Wednesday, March 27, 2013

An All-Big-Ten Final Four?

Eamonn Brennon writes that all four Big Ten teams making the Final Four is not out of the question:
Yes, those four remaining Big Ten teams aren't just the league's four best, they also happened to be conveniently spaced into each of the tournament's four regions, meaning it is entirely conceivable all four could find themselves on the way to the Georgia Dome by this time next week.
How conceivable? On the Official Eamonn Likelihood Scale of 1 to 10 -- with 1 being "Eamonn uses a treadmill in the next two weeks" and 10 being "The PR people in the Big Ten league office have spent all week doing the 'Florida Gulf Coast Manager Dance'" -- I'd put it at about a two.
That might be generous: The Las Vegas odds on an "all-Big Ten Final Four" have moved from a pre-tournament 250-to-1 to their current 62-to-1, which, for everyone reading this column not named Aaron Craft, is significantly less than my arbitrary scale above. Then again, those are the kind of odds Lloyd Christmas would have killed for.
He then goes on to make the case for each team. And he's right that each team has a legitimate chance to make the Final Four. The problem is that when you multiply their chances together, it's a very small number.
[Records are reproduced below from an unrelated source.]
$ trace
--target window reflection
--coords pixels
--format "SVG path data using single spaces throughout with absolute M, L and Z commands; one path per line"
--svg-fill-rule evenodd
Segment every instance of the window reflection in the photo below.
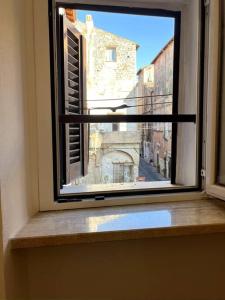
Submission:
M 168 210 L 88 218 L 89 230 L 92 232 L 167 227 L 171 224 L 171 213 Z

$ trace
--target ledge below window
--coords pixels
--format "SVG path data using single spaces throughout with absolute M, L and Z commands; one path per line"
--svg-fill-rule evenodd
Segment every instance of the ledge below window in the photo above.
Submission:
M 216 232 L 225 232 L 225 202 L 204 199 L 42 212 L 11 239 L 11 246 L 32 248 Z

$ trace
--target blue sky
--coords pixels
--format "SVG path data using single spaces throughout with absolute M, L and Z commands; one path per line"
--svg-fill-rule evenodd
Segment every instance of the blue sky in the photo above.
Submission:
M 137 69 L 148 65 L 174 35 L 173 18 L 85 10 L 79 10 L 77 17 L 84 22 L 87 14 L 92 15 L 95 27 L 135 41 L 140 46 Z

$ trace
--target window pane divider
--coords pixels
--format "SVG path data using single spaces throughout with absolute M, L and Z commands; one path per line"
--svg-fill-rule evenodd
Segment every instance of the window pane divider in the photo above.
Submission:
M 171 115 L 59 115 L 59 122 L 69 123 L 196 123 L 195 114 Z

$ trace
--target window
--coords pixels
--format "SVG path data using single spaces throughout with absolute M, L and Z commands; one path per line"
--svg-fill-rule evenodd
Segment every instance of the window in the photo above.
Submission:
M 50 41 L 55 200 L 200 190 L 200 2 L 192 3 L 197 15 L 186 47 L 181 35 L 187 28 L 181 26 L 177 10 L 54 4 Z M 74 18 L 68 18 L 68 9 Z M 137 56 L 141 45 L 135 36 L 128 39 L 97 28 L 93 16 L 98 14 L 137 18 L 129 21 L 134 27 L 152 18 L 170 26 L 172 36 L 147 67 L 142 64 L 137 70 L 142 55 Z M 116 46 L 108 47 L 112 40 Z M 188 67 L 183 63 L 187 59 Z M 116 67 L 106 66 L 105 60 L 117 61 Z
M 112 130 L 113 131 L 119 131 L 119 124 L 118 123 L 112 123 Z
M 116 48 L 106 49 L 106 61 L 115 62 L 116 61 Z

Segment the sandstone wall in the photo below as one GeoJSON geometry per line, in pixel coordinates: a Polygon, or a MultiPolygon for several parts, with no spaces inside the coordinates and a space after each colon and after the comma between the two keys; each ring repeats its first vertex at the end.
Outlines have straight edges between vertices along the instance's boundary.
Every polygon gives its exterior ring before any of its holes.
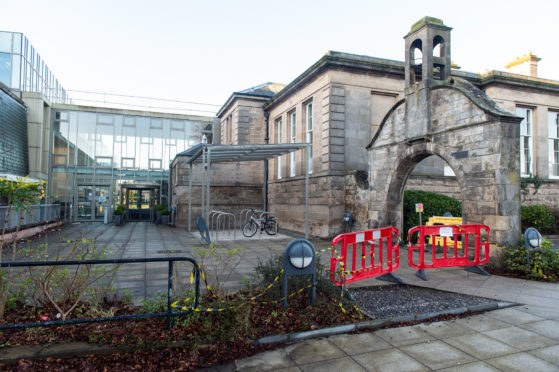
{"type": "MultiPolygon", "coordinates": [[[[305,178],[296,177],[270,182],[269,210],[280,228],[305,231],[305,178]]],[[[344,213],[344,177],[309,178],[309,234],[332,238],[342,231],[344,213]]]]}
{"type": "Polygon", "coordinates": [[[533,184],[521,192],[522,205],[547,205],[559,214],[559,180],[547,180],[536,191],[533,184]]]}

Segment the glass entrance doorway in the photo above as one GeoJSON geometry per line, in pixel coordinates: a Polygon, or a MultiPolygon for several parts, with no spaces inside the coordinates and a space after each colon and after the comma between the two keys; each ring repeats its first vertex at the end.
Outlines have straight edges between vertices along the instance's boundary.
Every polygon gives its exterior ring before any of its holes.
{"type": "Polygon", "coordinates": [[[109,185],[78,185],[76,192],[76,217],[82,221],[103,220],[105,210],[111,205],[109,185]]]}
{"type": "Polygon", "coordinates": [[[128,221],[151,221],[153,219],[153,189],[126,189],[128,221]]]}

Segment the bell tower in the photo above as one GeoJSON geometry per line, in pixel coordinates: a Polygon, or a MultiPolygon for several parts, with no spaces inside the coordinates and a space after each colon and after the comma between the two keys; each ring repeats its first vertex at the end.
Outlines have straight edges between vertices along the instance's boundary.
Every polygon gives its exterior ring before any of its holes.
{"type": "Polygon", "coordinates": [[[438,18],[424,17],[404,36],[406,48],[406,138],[424,137],[431,129],[429,88],[449,84],[450,31],[438,18]]]}

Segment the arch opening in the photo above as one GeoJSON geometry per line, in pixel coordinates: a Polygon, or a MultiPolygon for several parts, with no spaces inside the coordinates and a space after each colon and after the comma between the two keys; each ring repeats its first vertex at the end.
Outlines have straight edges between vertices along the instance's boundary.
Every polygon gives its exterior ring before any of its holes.
{"type": "Polygon", "coordinates": [[[393,175],[388,221],[407,239],[407,231],[419,225],[416,203],[424,203],[423,224],[429,217],[442,217],[447,212],[462,218],[463,188],[454,168],[441,156],[430,151],[415,153],[402,159],[393,175]]]}
{"type": "Polygon", "coordinates": [[[410,46],[410,82],[421,81],[421,69],[423,65],[423,43],[420,39],[415,40],[410,46]]]}

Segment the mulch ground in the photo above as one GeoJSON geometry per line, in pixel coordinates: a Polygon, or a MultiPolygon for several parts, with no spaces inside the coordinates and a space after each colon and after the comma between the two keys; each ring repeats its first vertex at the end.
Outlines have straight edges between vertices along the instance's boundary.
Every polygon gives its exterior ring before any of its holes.
{"type": "MultiPolygon", "coordinates": [[[[308,294],[289,299],[284,309],[281,303],[237,303],[223,312],[193,313],[176,317],[171,331],[166,318],[135,321],[48,326],[27,330],[0,332],[0,345],[44,345],[82,341],[118,347],[135,346],[142,350],[111,355],[87,355],[72,359],[19,360],[17,364],[0,364],[0,370],[13,371],[182,371],[232,362],[275,345],[254,345],[250,340],[273,334],[293,333],[348,324],[360,320],[357,311],[347,306],[339,308],[339,298],[325,299],[317,293],[317,303],[310,306],[308,294]],[[180,344],[180,347],[169,345],[180,344]]],[[[203,303],[212,303],[207,297],[203,303]]],[[[115,315],[132,313],[136,308],[122,306],[115,315]]],[[[45,313],[45,311],[43,311],[45,313]]],[[[37,310],[21,306],[6,314],[6,323],[37,321],[37,310]]]]}

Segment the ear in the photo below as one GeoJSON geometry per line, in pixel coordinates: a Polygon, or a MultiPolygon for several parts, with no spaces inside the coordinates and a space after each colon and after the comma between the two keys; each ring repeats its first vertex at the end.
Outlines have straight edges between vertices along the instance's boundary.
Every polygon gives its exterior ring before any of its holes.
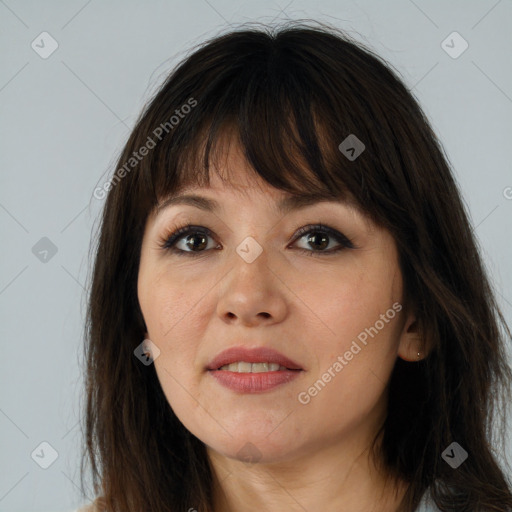
{"type": "Polygon", "coordinates": [[[418,321],[413,312],[407,315],[398,347],[398,357],[404,361],[416,363],[427,356],[418,321]],[[419,353],[419,356],[418,356],[419,353]]]}

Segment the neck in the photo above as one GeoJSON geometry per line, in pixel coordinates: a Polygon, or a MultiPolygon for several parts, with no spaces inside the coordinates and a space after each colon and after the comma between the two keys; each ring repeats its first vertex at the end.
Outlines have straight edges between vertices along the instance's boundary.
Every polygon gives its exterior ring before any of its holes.
{"type": "MultiPolygon", "coordinates": [[[[248,464],[208,448],[215,512],[395,512],[407,490],[391,485],[357,437],[286,460],[248,464]]],[[[360,439],[359,439],[360,441],[360,439]]],[[[378,445],[380,448],[380,444],[378,445]]]]}

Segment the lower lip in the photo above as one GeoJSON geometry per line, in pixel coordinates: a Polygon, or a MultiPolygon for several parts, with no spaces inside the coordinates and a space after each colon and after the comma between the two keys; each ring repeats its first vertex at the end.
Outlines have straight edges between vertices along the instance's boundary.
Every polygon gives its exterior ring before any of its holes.
{"type": "Polygon", "coordinates": [[[228,370],[210,370],[217,382],[239,393],[261,393],[296,379],[302,370],[281,370],[262,373],[238,373],[228,370]]]}

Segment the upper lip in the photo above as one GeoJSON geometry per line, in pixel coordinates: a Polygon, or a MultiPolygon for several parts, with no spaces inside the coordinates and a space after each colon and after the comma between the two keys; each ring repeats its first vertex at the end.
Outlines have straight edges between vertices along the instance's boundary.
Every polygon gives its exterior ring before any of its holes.
{"type": "Polygon", "coordinates": [[[289,370],[302,370],[295,361],[270,347],[247,348],[231,347],[215,356],[207,365],[207,370],[218,370],[226,364],[245,361],[247,363],[277,363],[289,370]]]}

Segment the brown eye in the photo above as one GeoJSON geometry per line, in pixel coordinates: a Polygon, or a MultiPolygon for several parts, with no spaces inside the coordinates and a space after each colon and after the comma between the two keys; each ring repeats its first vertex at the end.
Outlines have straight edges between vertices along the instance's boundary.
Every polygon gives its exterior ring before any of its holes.
{"type": "Polygon", "coordinates": [[[300,228],[295,235],[295,240],[300,240],[301,238],[304,238],[305,243],[313,250],[304,248],[299,248],[299,250],[310,253],[311,256],[333,254],[341,251],[342,249],[355,248],[354,244],[344,234],[322,224],[304,226],[303,228],[300,228]],[[325,250],[333,241],[336,242],[338,246],[331,248],[330,250],[325,250]]]}
{"type": "MultiPolygon", "coordinates": [[[[345,235],[329,226],[322,224],[308,225],[300,228],[294,235],[294,242],[304,238],[308,248],[299,247],[299,251],[310,256],[332,255],[342,249],[354,249],[355,246],[345,235]],[[326,250],[333,242],[335,246],[326,250]],[[337,244],[337,246],[336,246],[337,244]]],[[[199,256],[209,249],[220,249],[220,245],[211,244],[212,232],[203,226],[187,224],[175,229],[162,240],[162,249],[171,251],[180,256],[199,256]]]]}
{"type": "Polygon", "coordinates": [[[212,233],[208,228],[187,225],[167,235],[161,247],[180,255],[195,256],[206,251],[209,238],[212,233]]]}

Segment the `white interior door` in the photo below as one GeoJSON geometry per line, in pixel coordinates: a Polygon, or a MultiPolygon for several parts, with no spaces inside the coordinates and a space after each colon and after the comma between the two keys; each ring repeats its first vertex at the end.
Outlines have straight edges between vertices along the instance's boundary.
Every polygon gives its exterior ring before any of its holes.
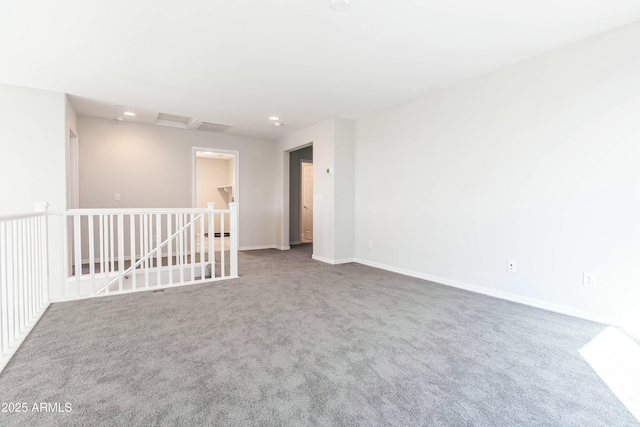
{"type": "Polygon", "coordinates": [[[313,163],[302,162],[302,241],[313,241],[313,163]]]}

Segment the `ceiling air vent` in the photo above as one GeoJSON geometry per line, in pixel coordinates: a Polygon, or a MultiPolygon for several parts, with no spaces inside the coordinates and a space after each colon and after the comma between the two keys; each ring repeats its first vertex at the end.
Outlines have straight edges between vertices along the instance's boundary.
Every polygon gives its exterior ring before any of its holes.
{"type": "Polygon", "coordinates": [[[191,117],[177,116],[175,114],[160,113],[160,114],[158,114],[158,119],[156,120],[156,124],[157,125],[162,125],[162,126],[171,126],[171,127],[174,127],[174,128],[187,129],[189,127],[189,123],[192,120],[193,119],[191,117]]]}
{"type": "Polygon", "coordinates": [[[196,129],[197,130],[208,130],[209,132],[224,132],[227,129],[229,129],[230,127],[231,127],[231,125],[221,125],[219,123],[202,122],[202,123],[200,123],[200,125],[198,125],[198,127],[196,129]]]}

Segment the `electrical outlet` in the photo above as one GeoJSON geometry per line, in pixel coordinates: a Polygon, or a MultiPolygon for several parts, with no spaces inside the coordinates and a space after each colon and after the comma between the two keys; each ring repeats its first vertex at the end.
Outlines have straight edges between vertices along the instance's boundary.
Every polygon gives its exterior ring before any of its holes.
{"type": "Polygon", "coordinates": [[[509,273],[516,272],[516,262],[515,261],[507,261],[507,271],[509,273]]]}
{"type": "Polygon", "coordinates": [[[584,276],[582,277],[582,286],[585,288],[597,288],[598,276],[596,276],[596,273],[584,273],[584,276]]]}
{"type": "Polygon", "coordinates": [[[119,202],[119,201],[120,201],[120,193],[116,193],[116,194],[113,196],[113,200],[115,200],[116,202],[119,202]]]}
{"type": "Polygon", "coordinates": [[[373,240],[369,240],[369,249],[373,249],[373,240]]]}

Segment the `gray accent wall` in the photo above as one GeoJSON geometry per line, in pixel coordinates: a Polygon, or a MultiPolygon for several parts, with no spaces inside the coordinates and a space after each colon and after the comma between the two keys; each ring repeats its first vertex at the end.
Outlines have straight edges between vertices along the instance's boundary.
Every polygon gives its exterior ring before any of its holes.
{"type": "Polygon", "coordinates": [[[313,160],[313,146],[290,153],[289,159],[289,244],[302,241],[300,160],[313,160]]]}
{"type": "Polygon", "coordinates": [[[88,116],[78,117],[78,132],[80,207],[87,209],[189,207],[192,148],[238,151],[240,249],[273,246],[276,217],[265,206],[273,204],[275,170],[265,159],[274,142],[88,116]]]}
That 62-to-1 bet Vegas is offering is—like all Vegas offerings—a sucker's bet.

Here's why. Earlier this week I reran my bracket simulator with the latest Kenpom data. This is just like Pomeroy's Log5 method, just somewhat less accurate and a little bit more fun. My results say that the four B1G teams have these odds of making the Final Four:

Indiana: 48.9%
OSU: 47.9%
MSU: 14.9%
Michigan: 16.4%.

To get the chances of all four making it, you just multiply those percentages together. The result: 0.5% chance. That's 5 out of 1000.

The problem here is that both MSU and Michigan will probably have to win two very tough games to make the Final Four. MSU will face Duke, then probably Louisville. Michigan will face Kansas, then almost certainly Florida. The chances of both teams winning both those games are pretty small. It could happen, but it probably won't. And, even if it does, IU and OSU are each more likely to lose a game than they are to win two.

In fact, it's actually significantly more likely that none of the Big Ten teams will even make the Elite 8! The chance that each Big Ten team has of losing in the Sweet 16 is:

Indiana: 34.4%
OSU: 35.4%
MSU: 52.7%
Michigan: 47.4%

So, the chances of all of them losing in the Sweet Sixteen is the product of those percentages: just about 3%. More than five times more likely than all of them making the Final Four.

In most of my simulations, two or three Big Ten teams make the Elite Eight, and one or two of them make the Final Four. Crazy things could happen, of course. But if I was betting on something crazy, I'd be betting against the Big Ten, not for it.